Desa Pulosari begitu panas di siang hari dan sebaliknya, pada malam hari terasa dingin. Seiring dengan waktu, tubuh kami berhasil beradaptasi walaupun masih harus menggunakan selimut tebal pada saat tidur. Kegiatan malam hari kami isi dengan mengerjakan tugas KKN. Jika sedang libur, kami berkumpul bersama para pemuda desa di pondokan. Pemuda di RT 39 Dusun Tumbu jumlahnya cukup banyak. Mereka hobi bernyanyi dan bermain gitar. Saat malam tiba, kami sering bernyanyi bersama. Menikmati dinginnya malam dengan suara-suara kami yang memecah sepi.

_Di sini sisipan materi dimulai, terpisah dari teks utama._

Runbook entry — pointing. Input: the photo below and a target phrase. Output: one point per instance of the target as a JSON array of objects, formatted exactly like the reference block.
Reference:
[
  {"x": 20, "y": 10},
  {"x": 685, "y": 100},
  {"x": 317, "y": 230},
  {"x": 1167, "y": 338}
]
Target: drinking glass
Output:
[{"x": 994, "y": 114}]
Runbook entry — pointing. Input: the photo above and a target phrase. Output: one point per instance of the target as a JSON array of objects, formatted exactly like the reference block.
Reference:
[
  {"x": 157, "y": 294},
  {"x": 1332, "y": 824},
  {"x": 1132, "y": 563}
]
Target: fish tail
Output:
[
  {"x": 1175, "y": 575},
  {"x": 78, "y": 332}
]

Momen lebaran merupakan salah satu kenangan yang membekas di otak saya. Pada saat lebaran, sebagian besar teman-teman satu subunit pulang ke kampung halaman. Hanya saya dan mbak Alfonsa yang tinggal di pondokan. Saat itu, keluarga besar bapak dan ibu pondokan banyak yang datang. Kami pun menyambut mereka layaknya keluarga sendiri. Saat Hari Raya Idul Fitri, kami ikut ibu mengunjungi para tetangga dan saudara-saudara. Seperti suasana lebaran biasanya, setiap rumah menyajikan kue-kue kering dan masakan-masakan lezat.

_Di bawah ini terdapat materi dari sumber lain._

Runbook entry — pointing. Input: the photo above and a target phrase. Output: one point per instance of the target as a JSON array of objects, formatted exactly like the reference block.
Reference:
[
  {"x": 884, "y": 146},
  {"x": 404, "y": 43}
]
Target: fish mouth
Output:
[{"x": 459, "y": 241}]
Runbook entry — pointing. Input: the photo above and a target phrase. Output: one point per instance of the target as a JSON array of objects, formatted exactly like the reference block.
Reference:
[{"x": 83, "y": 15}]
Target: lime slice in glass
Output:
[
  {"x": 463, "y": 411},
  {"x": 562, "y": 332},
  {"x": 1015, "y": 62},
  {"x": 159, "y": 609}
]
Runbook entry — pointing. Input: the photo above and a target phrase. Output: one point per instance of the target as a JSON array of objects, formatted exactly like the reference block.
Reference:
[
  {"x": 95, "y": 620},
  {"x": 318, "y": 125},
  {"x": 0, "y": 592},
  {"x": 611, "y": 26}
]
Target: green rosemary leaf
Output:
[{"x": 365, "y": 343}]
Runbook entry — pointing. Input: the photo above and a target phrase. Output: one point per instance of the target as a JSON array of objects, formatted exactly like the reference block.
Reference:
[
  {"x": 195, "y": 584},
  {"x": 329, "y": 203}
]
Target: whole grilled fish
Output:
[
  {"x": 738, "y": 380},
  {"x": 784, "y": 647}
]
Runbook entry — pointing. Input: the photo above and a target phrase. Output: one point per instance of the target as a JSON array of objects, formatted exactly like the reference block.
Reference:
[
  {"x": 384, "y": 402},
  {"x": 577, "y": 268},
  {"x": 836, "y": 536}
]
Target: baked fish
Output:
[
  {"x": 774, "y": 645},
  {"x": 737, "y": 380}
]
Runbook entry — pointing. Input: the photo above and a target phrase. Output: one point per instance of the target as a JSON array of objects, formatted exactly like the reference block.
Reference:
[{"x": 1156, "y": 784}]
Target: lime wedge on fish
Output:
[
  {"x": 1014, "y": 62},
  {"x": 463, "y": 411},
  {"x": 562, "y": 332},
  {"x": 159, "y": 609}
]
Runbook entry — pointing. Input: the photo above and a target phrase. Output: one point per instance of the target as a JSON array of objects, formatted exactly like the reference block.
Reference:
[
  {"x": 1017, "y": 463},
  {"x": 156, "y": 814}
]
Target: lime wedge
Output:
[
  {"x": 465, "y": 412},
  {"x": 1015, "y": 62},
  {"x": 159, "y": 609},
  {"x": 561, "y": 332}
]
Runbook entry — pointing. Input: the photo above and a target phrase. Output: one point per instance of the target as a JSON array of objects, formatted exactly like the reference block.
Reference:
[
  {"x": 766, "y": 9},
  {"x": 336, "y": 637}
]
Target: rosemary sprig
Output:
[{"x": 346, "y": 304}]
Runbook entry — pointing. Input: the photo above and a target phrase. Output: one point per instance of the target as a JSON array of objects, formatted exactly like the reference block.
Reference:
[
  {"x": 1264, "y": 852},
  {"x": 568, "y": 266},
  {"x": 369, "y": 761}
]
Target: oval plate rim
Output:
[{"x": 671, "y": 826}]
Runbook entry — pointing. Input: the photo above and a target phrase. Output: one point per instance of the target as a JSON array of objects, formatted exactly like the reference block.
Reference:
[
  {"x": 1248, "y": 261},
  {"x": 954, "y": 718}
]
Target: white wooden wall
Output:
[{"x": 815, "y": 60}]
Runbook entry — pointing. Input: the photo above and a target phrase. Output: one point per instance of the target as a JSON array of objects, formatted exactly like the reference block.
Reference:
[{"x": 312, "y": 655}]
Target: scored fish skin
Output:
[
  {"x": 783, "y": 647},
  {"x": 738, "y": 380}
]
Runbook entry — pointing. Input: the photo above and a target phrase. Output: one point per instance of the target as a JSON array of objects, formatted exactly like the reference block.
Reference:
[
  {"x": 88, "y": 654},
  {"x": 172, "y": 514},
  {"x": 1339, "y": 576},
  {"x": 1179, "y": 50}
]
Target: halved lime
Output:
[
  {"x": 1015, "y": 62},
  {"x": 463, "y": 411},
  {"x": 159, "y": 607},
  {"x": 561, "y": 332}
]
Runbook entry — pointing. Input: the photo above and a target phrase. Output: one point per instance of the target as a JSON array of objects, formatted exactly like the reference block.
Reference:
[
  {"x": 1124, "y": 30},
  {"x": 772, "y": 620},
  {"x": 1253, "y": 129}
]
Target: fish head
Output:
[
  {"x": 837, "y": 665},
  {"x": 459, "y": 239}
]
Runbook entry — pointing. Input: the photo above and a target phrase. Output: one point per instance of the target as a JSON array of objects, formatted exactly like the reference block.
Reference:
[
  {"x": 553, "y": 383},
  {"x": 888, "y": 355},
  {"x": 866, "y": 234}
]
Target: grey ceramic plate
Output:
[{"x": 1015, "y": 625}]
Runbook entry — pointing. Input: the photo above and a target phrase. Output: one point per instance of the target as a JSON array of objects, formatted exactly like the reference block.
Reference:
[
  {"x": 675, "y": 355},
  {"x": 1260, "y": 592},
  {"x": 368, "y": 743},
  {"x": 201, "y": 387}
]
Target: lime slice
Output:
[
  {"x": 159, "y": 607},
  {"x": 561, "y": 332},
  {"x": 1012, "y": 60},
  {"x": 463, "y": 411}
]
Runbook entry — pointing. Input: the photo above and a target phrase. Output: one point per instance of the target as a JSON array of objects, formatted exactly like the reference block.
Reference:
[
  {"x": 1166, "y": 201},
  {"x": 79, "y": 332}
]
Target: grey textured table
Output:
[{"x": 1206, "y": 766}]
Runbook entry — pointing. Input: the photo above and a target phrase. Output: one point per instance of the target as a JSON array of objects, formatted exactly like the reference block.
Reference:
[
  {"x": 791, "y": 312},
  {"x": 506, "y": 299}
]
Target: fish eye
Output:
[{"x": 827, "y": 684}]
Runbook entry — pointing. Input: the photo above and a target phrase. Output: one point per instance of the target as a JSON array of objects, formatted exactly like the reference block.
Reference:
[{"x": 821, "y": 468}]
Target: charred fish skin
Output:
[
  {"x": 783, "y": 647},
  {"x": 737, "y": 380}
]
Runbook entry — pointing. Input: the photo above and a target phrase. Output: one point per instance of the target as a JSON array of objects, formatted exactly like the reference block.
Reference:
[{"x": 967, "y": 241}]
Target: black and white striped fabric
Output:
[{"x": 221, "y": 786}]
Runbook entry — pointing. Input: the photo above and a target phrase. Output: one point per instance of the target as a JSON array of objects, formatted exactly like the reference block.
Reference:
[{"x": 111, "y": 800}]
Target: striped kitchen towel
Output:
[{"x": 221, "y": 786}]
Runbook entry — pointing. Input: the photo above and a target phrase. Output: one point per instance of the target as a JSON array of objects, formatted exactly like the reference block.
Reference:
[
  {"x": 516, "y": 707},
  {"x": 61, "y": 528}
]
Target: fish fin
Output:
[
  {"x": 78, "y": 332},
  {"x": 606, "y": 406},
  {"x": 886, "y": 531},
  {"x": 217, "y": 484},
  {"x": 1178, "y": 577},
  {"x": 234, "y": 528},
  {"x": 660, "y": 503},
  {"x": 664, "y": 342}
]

Seluruh Warga Tumbu sudah kami anggap sebagai keluarga sendiri. Mereka ikut berperan dalam setiap kelancaran program yang kami laksanakan. Kami akan selalu ingat, bagaimana anak-anak kecil berlarian memanggil ketika kami melewati jalan-jalan dusun. Kami akan selalu ingat, bagaimana orang tua mengajak kami bercengkrama dengan Bahasa Jawa Krama yang kadang kami tidak paham artinya. Kami akan selalu ingat, saat bermain bersama pemuda pemudi. Sekadar menonton pertandingan sepak bola atau bahkan nimbrung bermain bola saat sore di depan pondokan. Kami akan selalu ingat, antusiasme anak-anak sekolah dasar saat kami mengajar mereka.
Mungkin kami tidak dapat memberi banyak hal, tetapi kami berharap apapun yang telah kami berikan dapat berguna bagi mereka, warga Desa Pulosari yang kami cintai.